Garden calendar August 2019
- Summer flowering bulbs to plant this month include hippeastrums, gladioli, as well as Oriental and Asiatic liliums. Also dahlia tubers can be planted now for a summer explosion of flower.
- Divide perennials such as cannas, daylilies, agapanthus and red-hot pokers.
- There is still time to plant out deciduous fruiting as well as ornamental trees before the new season’s shoots begin to swell.
- Sow seeds of warmth loving vegetables such as tomatoes and capsicums indoors in pots, trays or Jiffy pots so you can transplant early in September.
- Feed the whole garden in anticipation of new growth. Baileys Blood and Bone Mix and Baileys Energy Garden will do the trick.
- Spring flowering bulbs will be bursting into bloom. Don’t forget to feed these plants at the flowering stage to help them build starch reserves for next year’s flower development.
- Hydrangeas can be colour fed now. For more intense pink colours spread lime around the base of the plant. Blues can be made stronger with a blueing tonic.
- Once Camellias have finished flowering they are set to make their one giant growth spurt for the year. Feed with Baileys Energy Garden so you can fuel this growing activity
Pruning and Maintenance
- Lightly trim back summer and autumn flowering evergreen shrubs such as hibiscus, many grevilleas, oleander, gardenia, many ornamental grasses, geranium, canna, salvia, plumbago, cistus rock rose, Chinese lantern or abutilon and tibouchina.
- To keep indoor cyclamen happy and cool put them out when you go to bed onto a cold patio.
- Trim hedges to keep them neat for most of winter as there is little growth likely to happen for the next couple of months.
- Cut back the fern like fronds of asparagus to the ground so that new edible shoots will pop above the ground ready for harvest.
- Now that grape vines have dropped their foliage it’s time to do the annual pruning. It’s a good practise to apply a spray of lime sulphur after pruning to kill off fungi such as mildew.
- Get those roses pruned as soon as possible if you didn’t get them done in July. A thorough dowsing with lime sulphur spray once you have finished will sort out many fungal problems before they can get started. The same applies to grape vines, a spray on bare stems cleans out fungal spores even in the crack of bark.

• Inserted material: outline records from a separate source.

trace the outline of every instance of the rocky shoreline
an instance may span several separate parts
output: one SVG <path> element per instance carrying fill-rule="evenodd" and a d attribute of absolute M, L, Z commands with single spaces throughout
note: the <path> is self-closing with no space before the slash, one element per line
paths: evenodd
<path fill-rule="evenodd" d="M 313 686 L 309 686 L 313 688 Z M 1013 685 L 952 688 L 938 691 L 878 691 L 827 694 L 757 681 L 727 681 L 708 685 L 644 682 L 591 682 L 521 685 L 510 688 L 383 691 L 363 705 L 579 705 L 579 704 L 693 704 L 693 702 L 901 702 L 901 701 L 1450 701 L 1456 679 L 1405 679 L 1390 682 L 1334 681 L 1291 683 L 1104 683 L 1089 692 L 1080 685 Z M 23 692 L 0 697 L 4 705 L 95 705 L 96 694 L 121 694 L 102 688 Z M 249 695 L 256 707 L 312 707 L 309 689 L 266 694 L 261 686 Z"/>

- Mulching the whole garden now will knock weeds for six and that’s important because they can compete massively for nutrients in the spring. Use a fully composted mulch such as Baileys Moisture Mulch.
- Prune poinsettia hard (back to leafless trunks) to develop a compact bushy shape and for improved flowering next year.

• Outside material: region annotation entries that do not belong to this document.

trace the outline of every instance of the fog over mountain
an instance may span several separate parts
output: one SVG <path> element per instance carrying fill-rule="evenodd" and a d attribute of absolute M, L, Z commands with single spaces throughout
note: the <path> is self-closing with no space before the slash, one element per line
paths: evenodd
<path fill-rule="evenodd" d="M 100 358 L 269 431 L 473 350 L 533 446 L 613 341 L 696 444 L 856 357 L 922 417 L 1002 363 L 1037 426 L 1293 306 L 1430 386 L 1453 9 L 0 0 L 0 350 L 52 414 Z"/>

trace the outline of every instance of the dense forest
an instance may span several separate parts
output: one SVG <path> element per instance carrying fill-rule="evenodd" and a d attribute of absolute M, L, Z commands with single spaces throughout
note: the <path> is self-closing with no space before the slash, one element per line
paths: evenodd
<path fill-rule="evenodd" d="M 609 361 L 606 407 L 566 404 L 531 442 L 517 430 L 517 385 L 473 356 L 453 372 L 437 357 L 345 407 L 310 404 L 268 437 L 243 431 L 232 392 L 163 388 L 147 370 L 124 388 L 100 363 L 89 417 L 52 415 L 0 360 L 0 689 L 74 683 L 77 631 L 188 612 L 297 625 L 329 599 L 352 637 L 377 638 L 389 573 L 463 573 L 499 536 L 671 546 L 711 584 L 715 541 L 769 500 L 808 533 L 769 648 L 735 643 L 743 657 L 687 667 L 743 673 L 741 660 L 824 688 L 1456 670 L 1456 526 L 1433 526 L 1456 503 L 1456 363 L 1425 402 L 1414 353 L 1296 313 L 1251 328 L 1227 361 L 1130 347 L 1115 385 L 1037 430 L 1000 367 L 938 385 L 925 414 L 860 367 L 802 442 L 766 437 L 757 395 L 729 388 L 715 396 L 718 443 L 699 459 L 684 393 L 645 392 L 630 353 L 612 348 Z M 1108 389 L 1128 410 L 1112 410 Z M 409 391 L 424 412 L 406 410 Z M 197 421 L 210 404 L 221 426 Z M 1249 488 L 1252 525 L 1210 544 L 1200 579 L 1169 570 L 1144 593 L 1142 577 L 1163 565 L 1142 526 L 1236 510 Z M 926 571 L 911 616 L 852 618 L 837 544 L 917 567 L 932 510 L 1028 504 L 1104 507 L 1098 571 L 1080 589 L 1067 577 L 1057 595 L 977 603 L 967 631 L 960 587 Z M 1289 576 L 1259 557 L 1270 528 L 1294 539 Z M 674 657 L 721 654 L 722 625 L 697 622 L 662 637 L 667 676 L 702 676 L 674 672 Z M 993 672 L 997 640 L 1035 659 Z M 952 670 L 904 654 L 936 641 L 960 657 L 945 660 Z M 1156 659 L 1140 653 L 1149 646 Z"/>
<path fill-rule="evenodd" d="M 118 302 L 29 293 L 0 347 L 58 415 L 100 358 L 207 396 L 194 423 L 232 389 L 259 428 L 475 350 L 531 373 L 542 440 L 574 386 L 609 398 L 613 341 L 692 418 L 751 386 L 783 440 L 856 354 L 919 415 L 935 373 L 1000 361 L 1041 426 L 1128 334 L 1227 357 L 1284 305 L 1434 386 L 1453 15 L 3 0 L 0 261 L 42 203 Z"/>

- Fuchias just love the cooler months and get growing quickly. Make them bushier by pinching out the soft growth tips between your thumb and forefinger. This causes two shoots to replace the original one and each has the potential to bloom so you improve the flower production too. This is also a good time to take cuttings of fuchsias to increase your collection.
- Out in the garden it’s worth preparing a vegetable garden for the upcoming spring. Each season brings with it a complete change of crops to grow. Prepare with a rich compost such as Baileys Soil Improver Plus and Blood and Bone Mix.
- Root-prune non-productive fig and plum trees to shock them into bearing. This consists of plunging a sharp spade through the roots around a metre out from the main trunk. Do this in a hit and miss fashion so that you only cut half the roots in the circle.
- New lawns can be started now from seed, turf or runners. Use Baileys Lawn Reviver or Soil Improver Plus to give your sand some real body before planting.
- New season weeds can invade lawns, the best solution is to feed your lawn and mow it every week to cut off the weeds top growth before it can get into top gear. Use 4.1.1. at this time of year.
- Treat moss infested areas of lawn with sulphate of iron diluted in water. Remember that moss thrives in areas of poor drainage so aerating the soil can often help fix the problem.
- Vertimowing is worth doing if your couch, buffalo or kikuyu lawn is spongy. Once you have de-thatched the lawn, the regular use of organic fertilisers and kelp-based tonics will encourage microbes to naturally remove the dead stems and foliage that lead to a build-up of thatch in the future. Try Baileys Energy Turf and Liquid Kelp.
- Rampaging snails and slugs can reduce seedlings and bulb foliage to shreds overnight. Try hand picking at night by torchlight. Chooks love a feed of fresh escargot.